When Pope Francis celebrated his first Easter as CEO, just after being appointed, the world’s oldest multinational was in crisis. Pentecostal competitors were stealing market share in the emerging world, including in Latin America, where Francis ran the Argentine office. In its traditional markets, scandals were scaring off customers and demoralising the salesforce. Recruitment was difficult, despite the offer of lifetime employment in a tough economy. The firm’s finances were also a mess. Leaked documents revealed the Vatican bank as a vortex of corruption and incompetence. The board was divided and weak. Francis’s predecessor, Benedict XVI, was the first pope to resign for 600 years, amid dark rumours that the founder and chairman, a rarely seen elderly bearded figure whose portrait adorns the Sistine boardroom, had intervened.
Operating prophet
In just a year, the business has recovered a lot of its self-confidence. The CEO is popular: 85% of American Catholics—a tough audience—approve of him. Footfall in RC Global’s retail outlets is rising again. The salesforce now talks about a “Francis effect”. How has a septuagenarian Argentine succeeded in galvanising one of the world’s stodgiest outfits? Essentially by grasping three management principles.

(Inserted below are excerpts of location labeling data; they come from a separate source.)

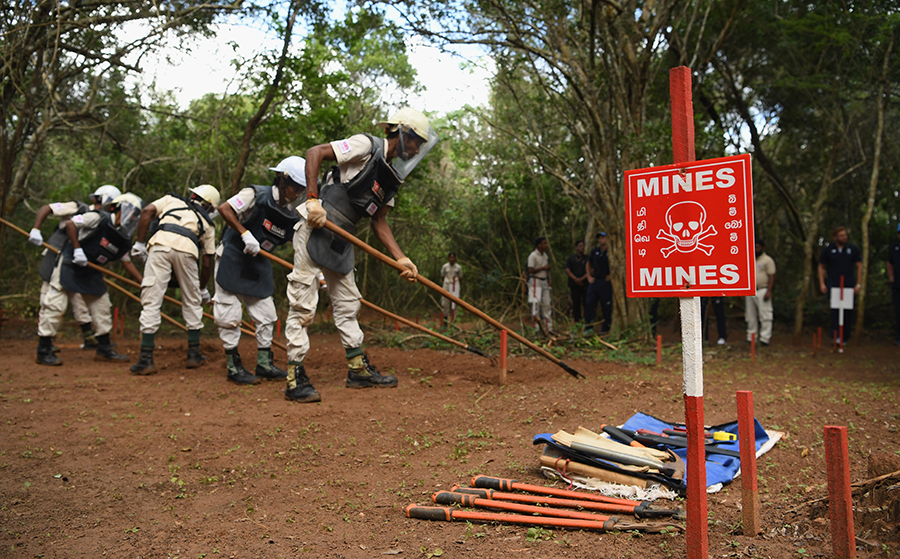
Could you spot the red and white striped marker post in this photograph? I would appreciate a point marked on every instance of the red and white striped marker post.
(503, 351)
(840, 499)
(691, 338)
(658, 351)
(749, 487)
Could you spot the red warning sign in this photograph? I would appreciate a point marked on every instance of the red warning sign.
(690, 229)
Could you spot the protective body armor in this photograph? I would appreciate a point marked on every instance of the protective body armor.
(272, 225)
(203, 221)
(103, 245)
(57, 239)
(346, 203)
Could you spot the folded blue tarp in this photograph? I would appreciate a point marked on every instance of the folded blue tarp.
(719, 468)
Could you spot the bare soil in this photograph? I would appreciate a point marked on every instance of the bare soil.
(97, 462)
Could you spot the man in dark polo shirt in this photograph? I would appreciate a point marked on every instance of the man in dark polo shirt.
(894, 277)
(576, 269)
(599, 286)
(840, 259)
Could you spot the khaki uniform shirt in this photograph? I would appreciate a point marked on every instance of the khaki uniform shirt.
(538, 260)
(189, 220)
(765, 267)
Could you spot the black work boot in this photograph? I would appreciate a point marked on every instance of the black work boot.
(368, 376)
(90, 341)
(303, 390)
(45, 353)
(145, 365)
(265, 365)
(105, 351)
(236, 371)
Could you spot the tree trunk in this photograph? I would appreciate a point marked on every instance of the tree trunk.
(811, 233)
(873, 184)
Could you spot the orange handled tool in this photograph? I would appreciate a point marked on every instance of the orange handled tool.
(447, 513)
(473, 501)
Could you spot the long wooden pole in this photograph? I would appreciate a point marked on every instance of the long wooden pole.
(386, 313)
(436, 288)
(133, 283)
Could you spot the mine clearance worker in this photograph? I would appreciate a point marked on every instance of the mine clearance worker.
(539, 283)
(96, 236)
(362, 185)
(64, 211)
(185, 233)
(451, 276)
(257, 217)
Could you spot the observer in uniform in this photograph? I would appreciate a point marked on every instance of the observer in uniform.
(258, 217)
(64, 211)
(185, 234)
(362, 185)
(99, 237)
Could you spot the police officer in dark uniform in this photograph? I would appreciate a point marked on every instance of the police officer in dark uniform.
(840, 259)
(259, 218)
(893, 266)
(599, 285)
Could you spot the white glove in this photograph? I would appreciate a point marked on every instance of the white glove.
(251, 245)
(411, 271)
(317, 215)
(139, 251)
(79, 258)
(35, 237)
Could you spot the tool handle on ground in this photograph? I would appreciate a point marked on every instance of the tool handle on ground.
(435, 287)
(500, 484)
(620, 436)
(429, 513)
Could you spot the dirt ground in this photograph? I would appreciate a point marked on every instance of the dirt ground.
(97, 462)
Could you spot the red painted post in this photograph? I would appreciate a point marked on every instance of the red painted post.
(749, 487)
(753, 348)
(115, 323)
(658, 351)
(503, 349)
(840, 501)
(692, 347)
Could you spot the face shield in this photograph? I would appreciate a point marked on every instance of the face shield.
(127, 218)
(404, 164)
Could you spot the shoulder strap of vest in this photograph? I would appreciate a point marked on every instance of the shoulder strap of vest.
(375, 153)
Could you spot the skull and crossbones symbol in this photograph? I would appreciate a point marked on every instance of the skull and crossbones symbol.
(686, 222)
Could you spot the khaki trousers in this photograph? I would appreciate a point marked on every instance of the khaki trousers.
(79, 308)
(303, 296)
(759, 313)
(55, 300)
(162, 262)
(227, 311)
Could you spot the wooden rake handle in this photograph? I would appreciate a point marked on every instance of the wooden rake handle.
(438, 289)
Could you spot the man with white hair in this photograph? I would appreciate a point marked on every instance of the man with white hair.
(259, 218)
(368, 174)
(184, 235)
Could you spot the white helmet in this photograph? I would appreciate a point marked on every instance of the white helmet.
(411, 118)
(209, 193)
(294, 167)
(130, 212)
(105, 195)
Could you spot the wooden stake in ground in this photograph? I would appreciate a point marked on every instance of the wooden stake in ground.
(691, 340)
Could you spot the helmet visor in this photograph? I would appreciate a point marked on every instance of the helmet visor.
(404, 168)
(129, 215)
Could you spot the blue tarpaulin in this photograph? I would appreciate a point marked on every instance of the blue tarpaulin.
(719, 468)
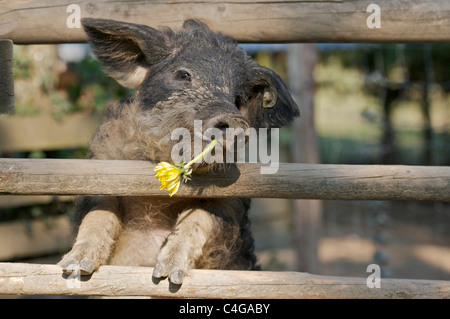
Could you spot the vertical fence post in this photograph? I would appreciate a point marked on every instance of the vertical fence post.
(6, 77)
(302, 59)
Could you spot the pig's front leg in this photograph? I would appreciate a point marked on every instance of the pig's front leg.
(94, 243)
(184, 245)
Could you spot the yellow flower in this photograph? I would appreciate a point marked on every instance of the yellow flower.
(170, 175)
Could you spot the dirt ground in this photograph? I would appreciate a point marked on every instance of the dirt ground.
(406, 239)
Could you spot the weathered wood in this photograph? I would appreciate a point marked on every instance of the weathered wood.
(293, 180)
(307, 214)
(31, 279)
(6, 77)
(248, 21)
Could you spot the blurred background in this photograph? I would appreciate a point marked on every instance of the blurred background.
(360, 104)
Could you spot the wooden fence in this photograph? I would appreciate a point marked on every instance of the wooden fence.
(249, 21)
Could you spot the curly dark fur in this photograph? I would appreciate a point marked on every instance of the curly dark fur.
(180, 76)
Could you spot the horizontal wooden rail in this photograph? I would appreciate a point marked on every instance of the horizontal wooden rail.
(50, 21)
(293, 180)
(35, 279)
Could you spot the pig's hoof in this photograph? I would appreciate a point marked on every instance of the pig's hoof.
(175, 274)
(83, 267)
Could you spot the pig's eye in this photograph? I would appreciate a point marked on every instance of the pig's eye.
(183, 76)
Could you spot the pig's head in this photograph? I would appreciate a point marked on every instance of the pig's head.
(180, 76)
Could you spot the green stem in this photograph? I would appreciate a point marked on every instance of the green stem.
(205, 151)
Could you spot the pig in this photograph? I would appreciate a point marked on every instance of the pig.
(180, 76)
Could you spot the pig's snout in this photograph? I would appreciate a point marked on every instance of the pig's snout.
(223, 122)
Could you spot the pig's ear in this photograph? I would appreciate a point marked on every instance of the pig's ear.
(269, 102)
(125, 50)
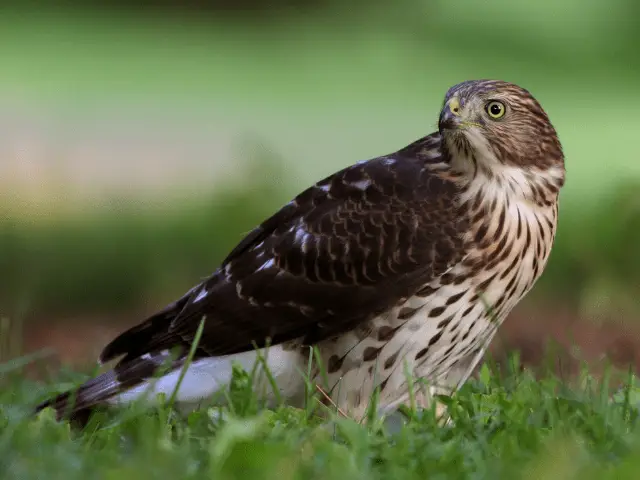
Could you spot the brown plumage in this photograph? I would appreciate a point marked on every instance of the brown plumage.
(388, 262)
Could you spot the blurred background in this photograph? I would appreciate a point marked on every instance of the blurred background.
(139, 143)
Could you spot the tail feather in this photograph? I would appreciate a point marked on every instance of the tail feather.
(77, 404)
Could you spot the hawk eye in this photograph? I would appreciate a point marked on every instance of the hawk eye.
(496, 109)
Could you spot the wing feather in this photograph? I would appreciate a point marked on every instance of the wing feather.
(343, 251)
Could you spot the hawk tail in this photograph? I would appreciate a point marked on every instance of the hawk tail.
(77, 404)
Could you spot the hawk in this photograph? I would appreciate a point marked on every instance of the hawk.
(408, 260)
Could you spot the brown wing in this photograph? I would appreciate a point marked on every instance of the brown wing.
(341, 252)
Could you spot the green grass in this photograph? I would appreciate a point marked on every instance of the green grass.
(504, 425)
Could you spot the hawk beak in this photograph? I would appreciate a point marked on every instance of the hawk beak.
(450, 116)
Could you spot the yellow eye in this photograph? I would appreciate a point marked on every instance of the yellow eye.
(496, 109)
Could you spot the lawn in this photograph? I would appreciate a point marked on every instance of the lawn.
(321, 95)
(503, 425)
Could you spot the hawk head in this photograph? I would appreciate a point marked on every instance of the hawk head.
(490, 124)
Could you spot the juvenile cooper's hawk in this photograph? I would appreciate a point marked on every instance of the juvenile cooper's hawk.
(413, 258)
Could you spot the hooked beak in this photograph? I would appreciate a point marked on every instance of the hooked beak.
(451, 119)
(450, 116)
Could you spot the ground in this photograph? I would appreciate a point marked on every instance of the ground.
(528, 330)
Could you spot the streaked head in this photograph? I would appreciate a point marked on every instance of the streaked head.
(498, 123)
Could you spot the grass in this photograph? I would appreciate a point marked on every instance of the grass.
(506, 424)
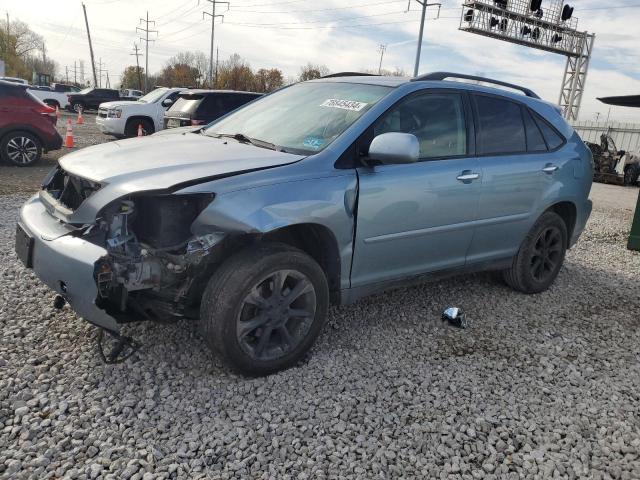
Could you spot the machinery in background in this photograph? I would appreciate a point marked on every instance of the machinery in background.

The first is a classic lesson in core competences. Francis has refocused his organisation on one mission: helping the poor. One of his first decisions was to forsake the papal apartments in favour of a boarding house which he shares with 50 other priests and sundry visitors. He took the name of a saint who is famous for looking after the poor and animals. He washed and kissed the feet of 12 inmates of a juvenile-detention centre. He got rid of the fur-trimmed velvet capes that popes have worn since the Renaissance, swapped Benedict’s red shoes for plain black ones and ignored his fully loaded Mercedes in favour of a battered Ford.
This new focus has allowed the company to spend fewer resources on ancillary businesses, such as engaging in doctrinal disputes or staging elaborate ceremonies. The “poor-first strategy” is also aimed squarely at emerging markets, where the potential for growth is greatest but competition fiercest.
Along with the new strategic focus, the pope is employing two management tools to good effect. One is a brand repositioning. He clearly continues to support traditional teaching on abortion and gay marriage, but in a less censorious way than his predecessors (“Who am I to judge?” he asked of homosexuals). The other is a restructuring. He has appointed a group of eight cardinals (“the C8”) to review the church’s organisation and brought in McKinsey and KPMG (“God’s consultants”) to look at the church’s administrative machinery and overhaul the Vatican bank.
Will it work? Established critics, notably the corporate raider Lou Siffer, maintain it is all incense-smoke and mirrors. Others insist that more sweeping change, including a bigger role for women, is needed. The chairman’s attitude is unknown. Some analysts interpret the absence of plagues of boils and frogs as approbation; others point out that He moves in mysterious ways, his wonders to perform.